Aber auch das sollte nicht genügen! Nun kam auch noch ein als Balletttänzer verkleideter Riese hinzu, der bis auf zwei Fälle zwar rechtzeitig bei den Überfällen eingreifen und den Tod der jungen Leute vereiteln konnte, jedoch nur durch das Begehen einer neuen Gewalttat und zwar durch den bewusst hervorgerufenen Genickbruch der Kriminellen. Die Polizei hatte nichts in der Hand außer einigen Zeugenaussagen, in denen immer wieder der rätselhafte, scheinbar mit viel Witz und Ironie ausgestattete Retter auftauchte. Zu Beginn hatte Lucas die Möglichkeit erwogen, dass es sich bei den Sexualverbrechern um die verschwundenen Obdachlosen handeln könnte. Die zeitliche Übereinstimmung zwischen dem Verschwinden dieser Menschen und dem Auftreten der ersten Überfälle war verblüffend. Er hatte persönlich mit allen Mitarbeitern der Obdachlosenhilfe gesprochen. Bei der Beschreibung der Verschwundenen handelte es sich jedoch stets um vom Unglück verfolgte, resignierte, verzweifelte Männer, nicht um gewalttätige, blutrünstige Ungeheuer, so dass er die ihm sinnlos erscheinende Theorie schnell verworfen hatte.

Nach all den Wochen fehlte ihnen jeglicher Ansatzpunkt, um die Fälle in absehbarer Zeit aufzuklären und der Stadt wieder Sicherheit und Ruhe zurückzugeben. Die Bewohner von Garden City waren verängstigt. Die Presse berichtete jeden Morgen über die Straftaten und attackierte die ergebnislosen Recherchen der Polizei. Das Fernsehen strahlte Sendungen aus, in denen sowohl Talkmaster als auch eingeladene Gäste stundenlang über die örtlichen Sicherheitskräfte diskutierten. Und wer war für diese Situation verantwortlich, bei wem lag laut öffentlicher Meinung die gesamte Schuld? Natürlich bei ihm, bei ihm persönlich, Inspector Jeff Lucas, dem Chef der Polizeidienststelle von Garden City!

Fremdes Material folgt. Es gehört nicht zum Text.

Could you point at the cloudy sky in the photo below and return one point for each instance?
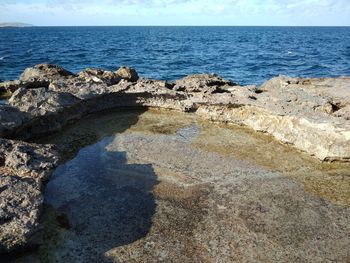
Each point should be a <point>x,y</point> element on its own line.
<point>176,12</point>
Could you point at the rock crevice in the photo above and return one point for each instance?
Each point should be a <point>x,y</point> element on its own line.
<point>312,115</point>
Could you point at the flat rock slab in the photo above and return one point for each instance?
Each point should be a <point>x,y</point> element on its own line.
<point>204,197</point>
<point>312,115</point>
<point>23,168</point>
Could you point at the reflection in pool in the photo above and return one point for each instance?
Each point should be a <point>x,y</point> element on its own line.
<point>160,185</point>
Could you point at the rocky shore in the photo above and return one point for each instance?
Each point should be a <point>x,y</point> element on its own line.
<point>311,115</point>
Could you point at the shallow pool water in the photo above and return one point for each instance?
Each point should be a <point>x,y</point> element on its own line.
<point>166,186</point>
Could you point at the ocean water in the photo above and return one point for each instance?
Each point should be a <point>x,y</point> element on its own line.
<point>247,55</point>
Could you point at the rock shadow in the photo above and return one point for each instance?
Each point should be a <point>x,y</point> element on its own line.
<point>106,203</point>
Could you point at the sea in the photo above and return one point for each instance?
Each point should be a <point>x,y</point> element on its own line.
<point>246,55</point>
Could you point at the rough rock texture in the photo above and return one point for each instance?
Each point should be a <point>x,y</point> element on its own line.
<point>170,187</point>
<point>127,73</point>
<point>44,73</point>
<point>23,168</point>
<point>207,83</point>
<point>310,114</point>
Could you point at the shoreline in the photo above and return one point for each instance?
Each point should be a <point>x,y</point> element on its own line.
<point>311,115</point>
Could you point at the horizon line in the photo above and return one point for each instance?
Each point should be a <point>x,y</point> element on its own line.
<point>30,25</point>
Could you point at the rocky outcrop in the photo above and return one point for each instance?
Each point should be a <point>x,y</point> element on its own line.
<point>127,73</point>
<point>23,168</point>
<point>310,114</point>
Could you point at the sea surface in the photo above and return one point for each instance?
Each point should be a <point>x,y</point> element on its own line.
<point>247,55</point>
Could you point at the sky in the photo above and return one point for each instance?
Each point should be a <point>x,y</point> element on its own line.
<point>177,12</point>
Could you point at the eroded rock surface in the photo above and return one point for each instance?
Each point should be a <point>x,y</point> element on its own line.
<point>310,114</point>
<point>23,169</point>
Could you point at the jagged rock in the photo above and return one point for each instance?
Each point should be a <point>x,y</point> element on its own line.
<point>20,204</point>
<point>80,88</point>
<point>23,167</point>
<point>41,75</point>
<point>28,160</point>
<point>127,73</point>
<point>99,76</point>
<point>11,118</point>
<point>8,87</point>
<point>300,112</point>
<point>41,101</point>
<point>207,83</point>
<point>310,114</point>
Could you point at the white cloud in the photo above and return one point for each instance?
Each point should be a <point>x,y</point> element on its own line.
<point>242,12</point>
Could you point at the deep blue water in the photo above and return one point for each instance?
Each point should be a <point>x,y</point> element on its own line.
<point>248,55</point>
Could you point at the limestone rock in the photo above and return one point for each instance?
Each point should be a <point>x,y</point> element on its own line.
<point>11,118</point>
<point>28,160</point>
<point>80,88</point>
<point>23,167</point>
<point>128,73</point>
<point>208,83</point>
<point>44,73</point>
<point>8,87</point>
<point>99,76</point>
<point>20,203</point>
<point>41,101</point>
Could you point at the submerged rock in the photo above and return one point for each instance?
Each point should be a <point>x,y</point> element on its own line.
<point>310,114</point>
<point>44,73</point>
<point>208,83</point>
<point>127,73</point>
<point>23,168</point>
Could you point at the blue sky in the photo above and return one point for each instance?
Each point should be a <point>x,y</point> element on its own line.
<point>176,12</point>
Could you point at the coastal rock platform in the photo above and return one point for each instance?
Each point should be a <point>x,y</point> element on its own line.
<point>309,115</point>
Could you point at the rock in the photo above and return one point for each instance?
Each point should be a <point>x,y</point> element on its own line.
<point>300,112</point>
<point>11,118</point>
<point>311,114</point>
<point>41,75</point>
<point>127,73</point>
<point>28,160</point>
<point>8,87</point>
<point>99,76</point>
<point>80,88</point>
<point>20,204</point>
<point>41,101</point>
<point>23,168</point>
<point>207,83</point>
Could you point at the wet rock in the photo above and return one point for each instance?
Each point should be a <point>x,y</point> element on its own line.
<point>127,73</point>
<point>8,87</point>
<point>80,88</point>
<point>207,83</point>
<point>11,118</point>
<point>20,203</point>
<point>41,75</point>
<point>23,168</point>
<point>99,76</point>
<point>28,160</point>
<point>41,101</point>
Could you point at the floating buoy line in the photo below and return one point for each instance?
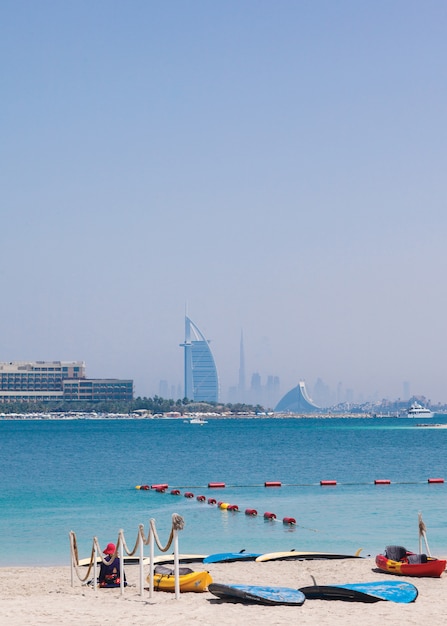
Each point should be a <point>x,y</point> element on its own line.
<point>268,515</point>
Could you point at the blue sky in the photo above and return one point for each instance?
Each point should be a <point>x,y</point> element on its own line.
<point>278,166</point>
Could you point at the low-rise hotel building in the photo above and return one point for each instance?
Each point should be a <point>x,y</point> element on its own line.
<point>44,381</point>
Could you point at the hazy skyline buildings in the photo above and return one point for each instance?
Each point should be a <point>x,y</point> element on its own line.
<point>191,171</point>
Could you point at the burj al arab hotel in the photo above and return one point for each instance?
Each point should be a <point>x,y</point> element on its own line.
<point>201,380</point>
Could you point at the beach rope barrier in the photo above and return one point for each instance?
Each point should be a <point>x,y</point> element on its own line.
<point>121,547</point>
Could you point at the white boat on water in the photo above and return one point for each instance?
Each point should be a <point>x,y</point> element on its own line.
<point>198,420</point>
<point>417,410</point>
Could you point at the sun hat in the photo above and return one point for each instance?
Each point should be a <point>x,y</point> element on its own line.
<point>110,549</point>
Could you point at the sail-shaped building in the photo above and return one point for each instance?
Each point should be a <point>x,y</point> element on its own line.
<point>201,379</point>
<point>297,400</point>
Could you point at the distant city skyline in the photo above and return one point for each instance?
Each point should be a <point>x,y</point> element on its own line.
<point>280,170</point>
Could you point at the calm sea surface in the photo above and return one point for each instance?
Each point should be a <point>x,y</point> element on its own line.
<point>80,475</point>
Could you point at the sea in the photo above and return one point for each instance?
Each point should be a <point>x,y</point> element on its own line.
<point>81,475</point>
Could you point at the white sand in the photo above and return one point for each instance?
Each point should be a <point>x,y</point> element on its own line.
<point>45,596</point>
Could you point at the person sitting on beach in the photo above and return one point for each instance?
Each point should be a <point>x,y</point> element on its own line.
<point>111,572</point>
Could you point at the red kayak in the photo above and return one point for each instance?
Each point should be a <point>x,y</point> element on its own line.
<point>431,567</point>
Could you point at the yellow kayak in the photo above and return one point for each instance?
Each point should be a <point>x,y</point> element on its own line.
<point>164,579</point>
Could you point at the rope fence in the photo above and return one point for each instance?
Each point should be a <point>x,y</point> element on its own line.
<point>142,540</point>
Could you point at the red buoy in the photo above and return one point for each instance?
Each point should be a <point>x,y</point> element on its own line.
<point>251,512</point>
<point>269,515</point>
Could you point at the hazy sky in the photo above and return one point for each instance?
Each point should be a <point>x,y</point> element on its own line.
<point>278,166</point>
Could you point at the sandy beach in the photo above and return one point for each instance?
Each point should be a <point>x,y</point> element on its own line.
<point>45,596</point>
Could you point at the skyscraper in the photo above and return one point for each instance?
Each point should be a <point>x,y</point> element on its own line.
<point>241,385</point>
<point>201,380</point>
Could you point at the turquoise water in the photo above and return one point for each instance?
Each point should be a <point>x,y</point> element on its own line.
<point>80,475</point>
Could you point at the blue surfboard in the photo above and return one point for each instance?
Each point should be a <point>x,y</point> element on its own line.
<point>393,591</point>
<point>229,557</point>
<point>257,594</point>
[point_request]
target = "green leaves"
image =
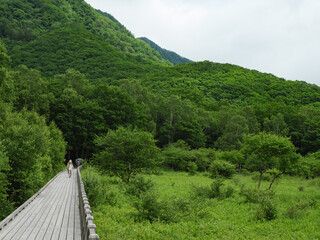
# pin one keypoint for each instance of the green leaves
(126, 151)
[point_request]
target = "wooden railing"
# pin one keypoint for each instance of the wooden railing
(88, 228)
(9, 218)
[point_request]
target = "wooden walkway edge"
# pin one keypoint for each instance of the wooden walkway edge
(52, 213)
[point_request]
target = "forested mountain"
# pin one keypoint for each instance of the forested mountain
(166, 54)
(71, 73)
(24, 21)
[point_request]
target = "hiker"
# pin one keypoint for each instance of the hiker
(69, 167)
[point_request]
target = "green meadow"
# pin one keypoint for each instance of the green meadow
(176, 205)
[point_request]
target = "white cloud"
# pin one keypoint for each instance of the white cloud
(276, 36)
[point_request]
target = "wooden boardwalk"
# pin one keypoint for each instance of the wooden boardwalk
(53, 214)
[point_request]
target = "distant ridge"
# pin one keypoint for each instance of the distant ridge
(166, 54)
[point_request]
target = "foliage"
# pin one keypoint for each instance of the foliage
(168, 55)
(266, 151)
(194, 217)
(35, 152)
(192, 168)
(126, 151)
(221, 168)
(139, 185)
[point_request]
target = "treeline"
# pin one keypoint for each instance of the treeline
(166, 54)
(32, 148)
(23, 21)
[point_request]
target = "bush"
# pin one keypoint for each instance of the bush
(150, 208)
(216, 190)
(222, 168)
(97, 189)
(139, 185)
(254, 195)
(265, 177)
(192, 168)
(266, 210)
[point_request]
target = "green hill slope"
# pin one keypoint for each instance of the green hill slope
(22, 21)
(73, 46)
(166, 54)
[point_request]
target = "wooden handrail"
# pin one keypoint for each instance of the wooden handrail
(87, 226)
(9, 218)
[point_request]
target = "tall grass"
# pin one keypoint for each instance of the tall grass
(184, 216)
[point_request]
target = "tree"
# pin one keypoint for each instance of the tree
(6, 206)
(266, 151)
(276, 125)
(32, 157)
(126, 151)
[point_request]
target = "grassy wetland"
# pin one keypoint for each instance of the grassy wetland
(176, 205)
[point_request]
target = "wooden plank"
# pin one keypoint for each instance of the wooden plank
(54, 229)
(77, 233)
(43, 221)
(70, 226)
(29, 220)
(49, 219)
(11, 229)
(67, 213)
(54, 214)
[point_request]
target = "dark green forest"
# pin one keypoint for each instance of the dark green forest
(72, 77)
(166, 54)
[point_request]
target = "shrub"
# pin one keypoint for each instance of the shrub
(139, 185)
(192, 168)
(222, 168)
(265, 177)
(266, 210)
(254, 195)
(97, 190)
(215, 190)
(150, 208)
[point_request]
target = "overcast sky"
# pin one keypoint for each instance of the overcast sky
(281, 37)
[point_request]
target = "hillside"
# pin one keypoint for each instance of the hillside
(23, 21)
(204, 104)
(72, 46)
(166, 54)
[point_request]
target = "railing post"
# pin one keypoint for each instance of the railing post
(88, 228)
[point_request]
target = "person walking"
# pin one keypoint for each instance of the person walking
(69, 167)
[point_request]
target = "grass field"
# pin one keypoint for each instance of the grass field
(180, 209)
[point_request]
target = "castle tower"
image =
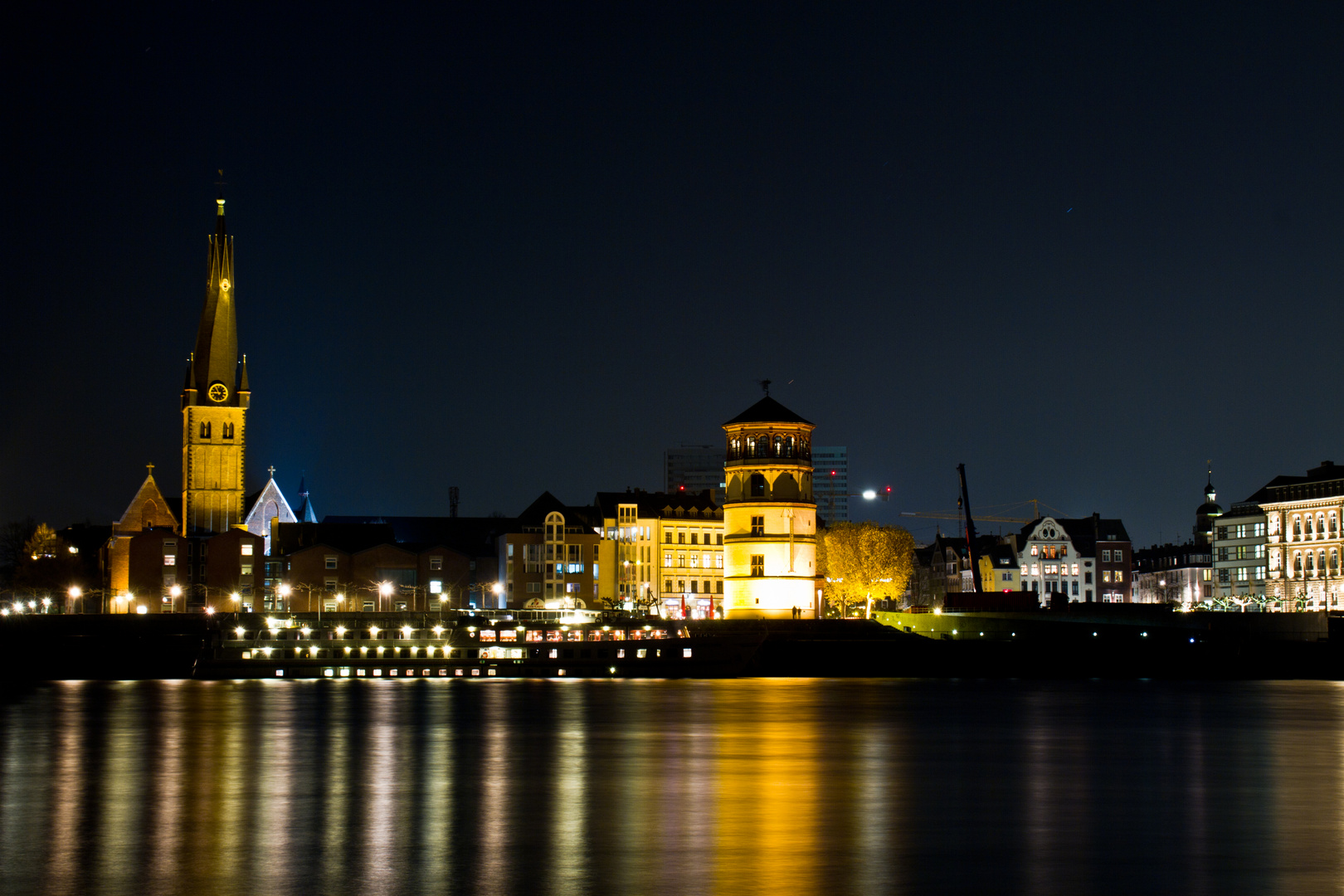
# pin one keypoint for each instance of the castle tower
(214, 403)
(1207, 514)
(769, 514)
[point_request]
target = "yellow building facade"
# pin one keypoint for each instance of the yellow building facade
(769, 514)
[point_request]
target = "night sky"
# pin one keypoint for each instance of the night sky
(524, 247)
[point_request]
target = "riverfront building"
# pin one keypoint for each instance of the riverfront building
(1303, 531)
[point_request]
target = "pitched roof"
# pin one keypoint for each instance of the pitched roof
(1083, 533)
(767, 411)
(160, 514)
(654, 504)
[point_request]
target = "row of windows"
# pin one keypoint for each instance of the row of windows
(767, 446)
(1241, 574)
(696, 587)
(1241, 531)
(704, 538)
(696, 559)
(226, 430)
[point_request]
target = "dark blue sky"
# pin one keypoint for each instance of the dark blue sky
(515, 247)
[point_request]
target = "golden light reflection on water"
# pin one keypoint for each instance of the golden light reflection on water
(777, 786)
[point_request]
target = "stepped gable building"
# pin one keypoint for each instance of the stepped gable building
(769, 514)
(548, 557)
(149, 512)
(1088, 559)
(1303, 518)
(214, 402)
(665, 547)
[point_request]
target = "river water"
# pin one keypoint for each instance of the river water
(745, 786)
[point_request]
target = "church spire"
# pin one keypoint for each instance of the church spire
(217, 338)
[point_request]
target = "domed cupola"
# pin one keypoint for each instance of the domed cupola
(1207, 512)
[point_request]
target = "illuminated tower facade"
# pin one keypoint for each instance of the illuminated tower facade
(769, 514)
(214, 403)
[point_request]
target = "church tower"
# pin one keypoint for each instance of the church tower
(214, 403)
(769, 514)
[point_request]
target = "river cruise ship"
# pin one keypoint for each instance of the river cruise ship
(353, 646)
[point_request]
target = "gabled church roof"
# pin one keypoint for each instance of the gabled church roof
(256, 504)
(149, 508)
(767, 411)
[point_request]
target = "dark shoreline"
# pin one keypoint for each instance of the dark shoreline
(1136, 642)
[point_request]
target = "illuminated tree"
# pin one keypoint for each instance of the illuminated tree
(860, 561)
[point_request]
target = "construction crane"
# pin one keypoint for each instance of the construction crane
(953, 514)
(956, 514)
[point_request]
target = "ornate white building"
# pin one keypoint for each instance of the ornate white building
(1303, 531)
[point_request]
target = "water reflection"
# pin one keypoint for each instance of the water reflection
(753, 786)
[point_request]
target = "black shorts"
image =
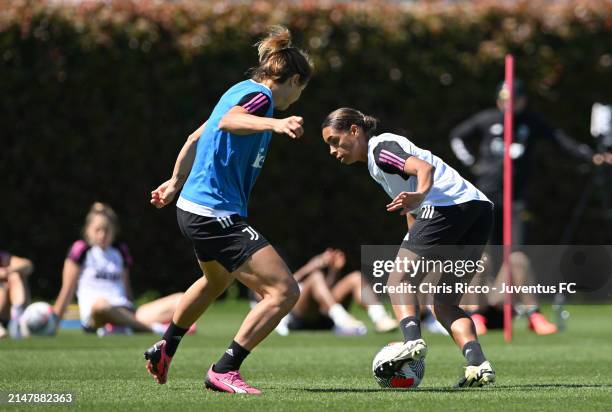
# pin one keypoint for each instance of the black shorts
(467, 223)
(457, 232)
(228, 240)
(321, 322)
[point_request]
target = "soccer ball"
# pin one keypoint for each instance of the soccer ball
(407, 377)
(38, 319)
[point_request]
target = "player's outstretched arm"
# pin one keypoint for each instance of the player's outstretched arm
(238, 120)
(165, 193)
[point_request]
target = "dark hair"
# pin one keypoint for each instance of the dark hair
(342, 119)
(278, 60)
(99, 208)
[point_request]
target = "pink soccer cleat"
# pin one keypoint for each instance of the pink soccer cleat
(540, 325)
(158, 362)
(230, 382)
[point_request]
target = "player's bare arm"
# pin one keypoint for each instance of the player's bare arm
(239, 121)
(164, 194)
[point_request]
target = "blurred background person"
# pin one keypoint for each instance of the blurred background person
(97, 269)
(485, 130)
(14, 292)
(325, 296)
(489, 312)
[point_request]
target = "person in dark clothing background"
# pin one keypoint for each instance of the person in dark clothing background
(486, 129)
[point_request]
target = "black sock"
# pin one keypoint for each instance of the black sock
(411, 328)
(173, 336)
(231, 359)
(473, 353)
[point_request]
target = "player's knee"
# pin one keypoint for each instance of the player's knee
(100, 307)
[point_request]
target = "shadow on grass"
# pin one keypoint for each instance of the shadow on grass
(525, 387)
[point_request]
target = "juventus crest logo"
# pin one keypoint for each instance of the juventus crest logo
(225, 222)
(427, 212)
(252, 232)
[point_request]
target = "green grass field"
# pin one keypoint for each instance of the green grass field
(570, 371)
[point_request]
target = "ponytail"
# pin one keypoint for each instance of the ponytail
(342, 119)
(279, 60)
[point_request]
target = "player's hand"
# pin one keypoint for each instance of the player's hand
(405, 202)
(164, 194)
(601, 158)
(291, 126)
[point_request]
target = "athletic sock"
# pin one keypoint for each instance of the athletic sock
(377, 313)
(159, 328)
(411, 328)
(473, 353)
(231, 359)
(338, 314)
(173, 336)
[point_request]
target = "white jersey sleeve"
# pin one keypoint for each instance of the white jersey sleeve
(387, 154)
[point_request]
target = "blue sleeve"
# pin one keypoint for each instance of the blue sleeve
(256, 103)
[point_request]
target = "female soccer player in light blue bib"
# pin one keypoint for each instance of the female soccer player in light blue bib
(217, 168)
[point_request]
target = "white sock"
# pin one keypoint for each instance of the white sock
(338, 314)
(377, 313)
(159, 328)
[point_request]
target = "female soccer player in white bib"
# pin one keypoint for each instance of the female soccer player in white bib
(217, 168)
(451, 212)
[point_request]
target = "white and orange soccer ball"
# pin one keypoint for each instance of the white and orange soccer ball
(38, 319)
(409, 376)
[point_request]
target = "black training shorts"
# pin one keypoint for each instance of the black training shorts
(228, 240)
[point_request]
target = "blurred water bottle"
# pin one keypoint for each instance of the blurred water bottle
(561, 314)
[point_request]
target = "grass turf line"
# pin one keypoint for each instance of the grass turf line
(318, 371)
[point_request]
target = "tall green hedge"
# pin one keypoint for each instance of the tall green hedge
(97, 98)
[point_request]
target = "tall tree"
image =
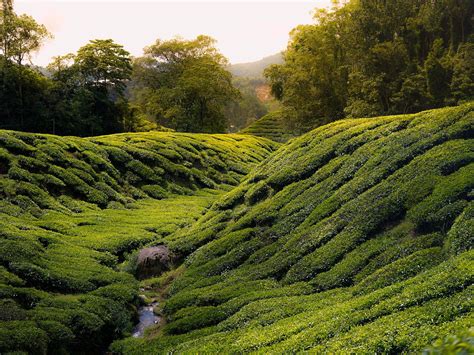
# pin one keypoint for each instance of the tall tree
(184, 84)
(104, 63)
(376, 57)
(88, 91)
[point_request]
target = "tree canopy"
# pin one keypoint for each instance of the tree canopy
(183, 84)
(371, 57)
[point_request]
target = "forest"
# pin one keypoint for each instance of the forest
(319, 200)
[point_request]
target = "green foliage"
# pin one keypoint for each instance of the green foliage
(369, 58)
(271, 126)
(184, 85)
(352, 238)
(71, 212)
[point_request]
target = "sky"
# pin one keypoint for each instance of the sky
(245, 30)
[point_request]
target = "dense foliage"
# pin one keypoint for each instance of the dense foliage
(271, 126)
(356, 237)
(184, 85)
(71, 209)
(373, 57)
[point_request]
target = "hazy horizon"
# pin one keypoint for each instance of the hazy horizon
(245, 31)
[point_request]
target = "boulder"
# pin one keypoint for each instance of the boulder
(153, 261)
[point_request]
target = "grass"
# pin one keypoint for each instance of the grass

Seufzend zog Jeff seinen Mantel an und machte sich auf den Weg nachhause. Er musste wenigstens ein paar Stunden schlafen, um im Laufe des Tages einen brauchbaren Gedanken fassen zu können.

3

Die leuchtende Kugel des Vollmondes hätte an diesem Abend jeden Wettstreit mit den Millionen funkelnder Himmelskörper gewonnen. Ein lauer Abendwind strich durch die dichten schwarzen Haare des einsamen Beobachters, der hoch über Garden City die nächtlich erleuchtete Stadt betrachtete.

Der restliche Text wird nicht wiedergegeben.